Category Archives: Photography

Come and Find Me (2016)

From IMDB

When his girlfriend goes missing, David must track down her whereabouts after he realizes she’s not who she was pretending to be.

Netflix offers for streaming this 1 hour  and 52 minute film starring Aaron Paul and Annabelle Wallis.

Basically this is a thriller: What happened his girl friend who just suddenly disappeared? Aaron Paul acts consistently as a puzzled, laid-back, but determined man who truly loved Claire, a beautiful but strangely detached woman with whom he lived. Almost by accident enough clues fall his way that the plot begins to pick up with many surprises along the way: Who is Claire? What is her real name? Who else knew her? Why did her friends prove to be other than claimed? All his searching leads to clandestine organizations searching for some film that Claire buried in the back yard.

Give the film a B+ but not an A.  Sometimes the action just stops. Sometimes the dialog and acting is just plain slow. Plot possibility is a bit shaky. Aaron Paul spends two hours looking confused. Claire turns into a Wonder Woman.

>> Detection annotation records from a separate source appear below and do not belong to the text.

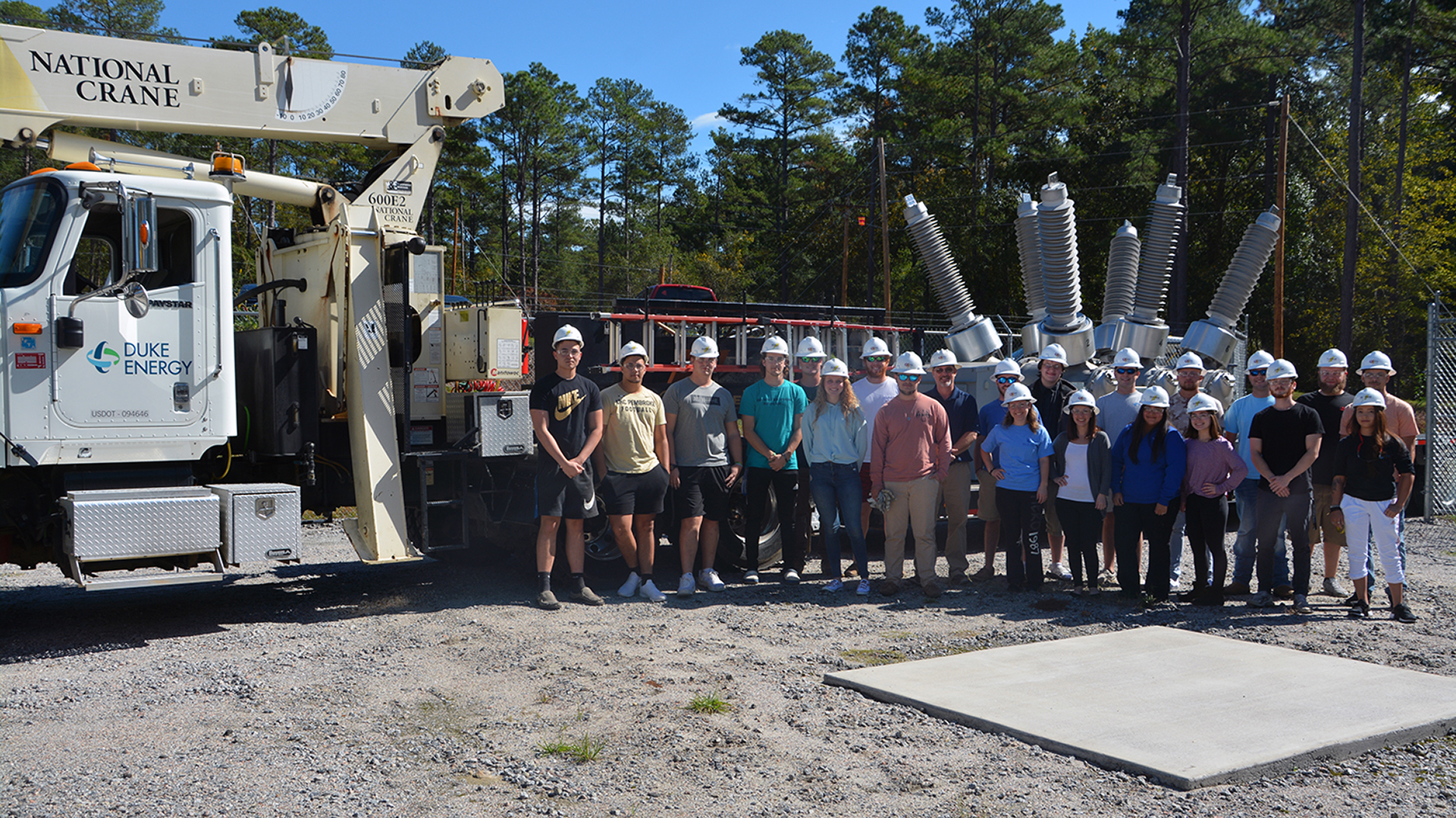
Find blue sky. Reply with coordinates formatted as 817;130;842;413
162;0;1127;150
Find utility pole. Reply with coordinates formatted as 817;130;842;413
1339;0;1364;349
1274;93;1288;358
875;136;890;312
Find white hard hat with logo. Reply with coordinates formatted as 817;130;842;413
798;335;827;358
692;335;718;358
1360;349;1395;375
758;335;789;356
1062;389;1098;415
1037;343;1067;367
891;353;924;375
1138;386;1169;409
1002;383;1032;406
820;358;849;378
929;349;961;370
1264;358;1299;380
859;337;890;358
992;358;1027;381
1320;348;1350;370
1174;353;1206;373
1188;391;1223;415
1112;346;1143;370
1350;389;1385;409
551;323;584;349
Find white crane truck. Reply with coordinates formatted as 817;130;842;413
0;25;535;590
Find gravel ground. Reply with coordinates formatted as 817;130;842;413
0;522;1456;818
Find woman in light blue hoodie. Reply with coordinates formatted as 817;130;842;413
802;358;869;597
1112;386;1188;601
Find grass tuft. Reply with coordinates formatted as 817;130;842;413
687;693;733;713
536;732;607;764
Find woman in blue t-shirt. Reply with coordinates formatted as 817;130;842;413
1112;386;1188;601
980;383;1051;591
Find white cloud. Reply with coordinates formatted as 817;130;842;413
693;111;726;131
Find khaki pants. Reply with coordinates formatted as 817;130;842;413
885;478;940;585
937;463;971;576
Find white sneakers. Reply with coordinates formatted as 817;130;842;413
698;568;723;592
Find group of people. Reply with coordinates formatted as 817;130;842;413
530;324;1417;622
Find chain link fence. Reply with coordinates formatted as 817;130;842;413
1426;294;1456;522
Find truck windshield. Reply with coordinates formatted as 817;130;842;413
0;179;65;287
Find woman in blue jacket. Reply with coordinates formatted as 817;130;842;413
1112;386;1188;601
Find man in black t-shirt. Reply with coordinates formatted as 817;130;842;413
1249;358;1325;613
530;323;601;611
1298;349;1356;598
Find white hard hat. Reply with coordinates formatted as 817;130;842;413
1002;383;1032;406
929;349;961;370
1174;353;1206;373
890;353;924;375
1264;358;1299;380
758;335;789;356
859;337;890;358
1112;346;1143;370
820;358;849;378
992;358;1027;381
1065;389;1098;415
1350;389;1385;409
1188;391;1223;415
551;323;585;349
798;335;827;358
1320;348;1350;370
1244;349;1274;370
1138;386;1169;409
1360;349;1395;375
692;335;718;358
1037;343;1067;367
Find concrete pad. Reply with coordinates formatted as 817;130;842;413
824;627;1456;791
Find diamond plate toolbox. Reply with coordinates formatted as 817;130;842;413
61;486;218;560
446;391;536;457
209;483;303;565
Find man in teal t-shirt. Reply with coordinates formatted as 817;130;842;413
738;337;810;585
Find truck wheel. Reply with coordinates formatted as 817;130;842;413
718;492;783;571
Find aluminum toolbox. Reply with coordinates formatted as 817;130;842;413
60;486;218;562
446;391;536;457
209;483;303;565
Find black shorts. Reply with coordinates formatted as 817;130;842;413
536;459;601;519
674;465;730;522
601;469;667;516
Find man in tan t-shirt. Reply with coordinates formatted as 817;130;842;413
594;340;670;603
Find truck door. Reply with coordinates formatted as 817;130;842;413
52;201;215;438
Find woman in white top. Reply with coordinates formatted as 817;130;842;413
1051;390;1112;594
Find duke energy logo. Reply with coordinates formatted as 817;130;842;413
86;340;121;374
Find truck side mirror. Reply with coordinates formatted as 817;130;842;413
121;193;160;272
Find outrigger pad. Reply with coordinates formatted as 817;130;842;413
824;627;1456;791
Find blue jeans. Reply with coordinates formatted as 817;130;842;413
1233;478;1288;591
810;462;869;579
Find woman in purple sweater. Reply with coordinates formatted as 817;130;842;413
1182;391;1249;606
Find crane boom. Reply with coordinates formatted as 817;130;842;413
0;25;505;149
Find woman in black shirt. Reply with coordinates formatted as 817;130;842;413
1329;389;1415;623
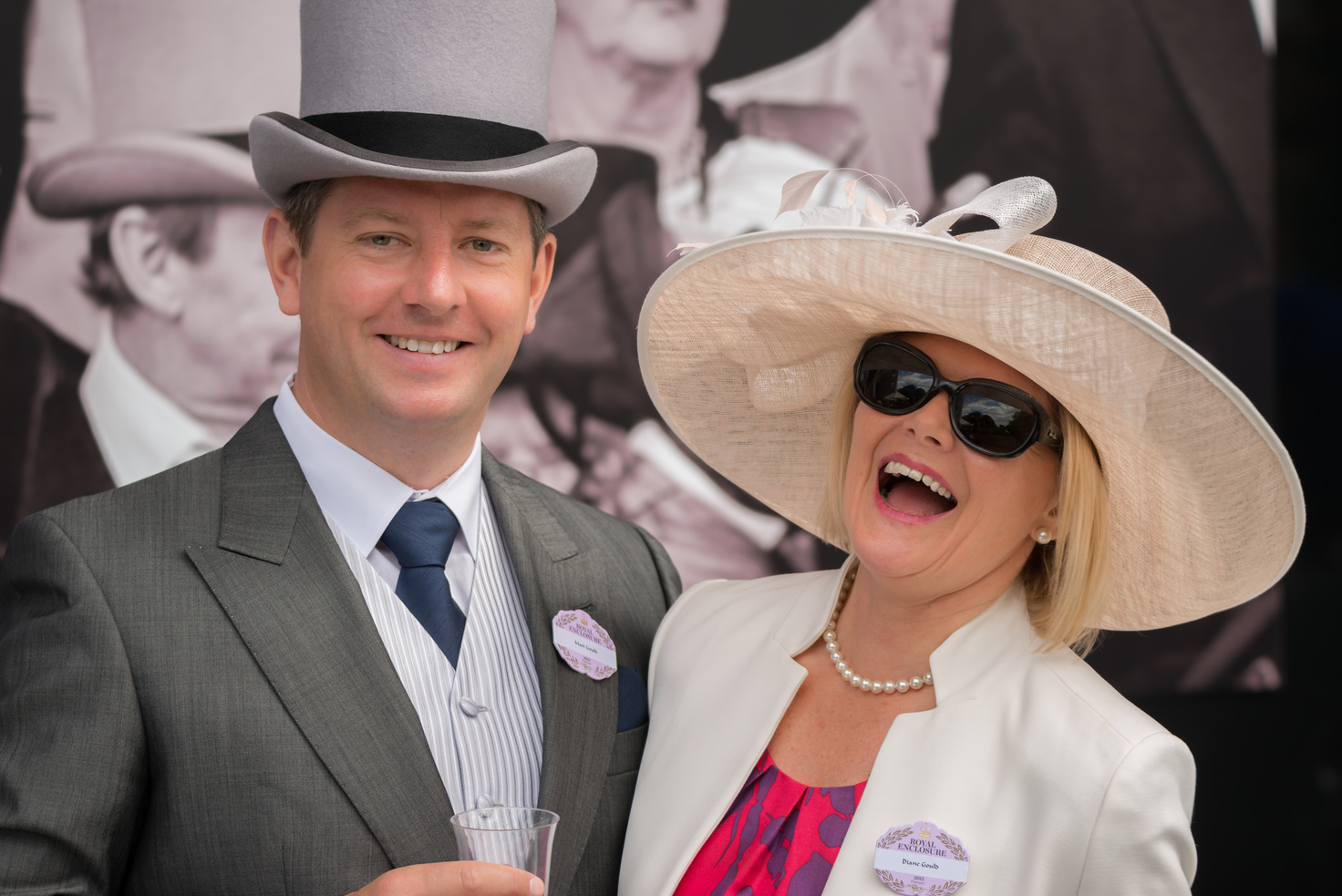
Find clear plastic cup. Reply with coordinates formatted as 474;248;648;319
452;806;560;892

Flashbacks and out-of-sequence scenes are frequent.  Worst of all is the ending, which in my role as a reviewer I feel I must  at least describe as disappointing.

If you do watch this film, which is not a waste of time, and wish to explain the conclusion to me, please send me some email comments.

Ruth Rendell Mysteries (1987)

From IMDB:

From cold, rock-strewn moors to comfortable suburban estates, award-winning writer Ruth Rendell explores the dark fissures between friends and family members that motivate murder.

Acorn TV offers this series which includes:

Master of the Moor, Parts 1,2,3
Colin Firth as outdoors loving loner.

Vanity Dies Hard, Parts 1,2,3
Newly wed woman searches for her vanished friend.

Simisola, Parts 1,2,3
Daughter of Nigerian surgeon is missing.

The Secret House of Death, Parts 1,2
How exactly did the next door neighbor die?

A Case of Coincidence, Parts 1,2
Surgeon’s wife murdered in the fens.

Road Rage, Parts 1,2,3,4
Young German tourist goes missing.

The Lake of Darkness
Generous lottery winner.

Harm Done
Pedophile,abduction,missing daughter

Tim’s Vermeer (2013)

From Netflix:

Teller, of Penn & Teller fame, directs this absorbing film about inventor Tim Jenison’s quest to solve one of art’s greatest mysteries: How did Dutch master Johannes Vermeer paint so photo-realistically 150 years before the invention of photography?

Recently I took a course in photography in which the teacher recommended this film, probably because it involves the use of lenses.

For one hour and twenty minutes you get to accompany Tim Jenison on his unusual and obsessive quest to exactly reproduce Vermeer’s famous painting “The Music Lesson”. Here is a man who never gives up, although at one point he admits that if he were not being filmed then he would probably have quit before he finished.

His thesis is that without some technical aid it would have been impossible for Vermeer to create this masterpiece. In other words, the painting is suspiciously too good to be true. Other artists agree with Jenison. In the process of making his thesis more believable (we will never know for sure because Vermeer left no notes whatsoever), this amazingly talented and capable polymath begins by recreating exactly the very room that appears in the painting, including hand-making the furniture [even if it requires literally slicing an expensive tool in half].

Of course, it helps that this inventor is now financially independent. Nonetheless, his persistence is mind-blowing as we watch him day after day in the reproduction process. Finally he succeeds and weeps in happiness.

While possibly not interesting for everyone, Jenison’s achievement is worth witnessing.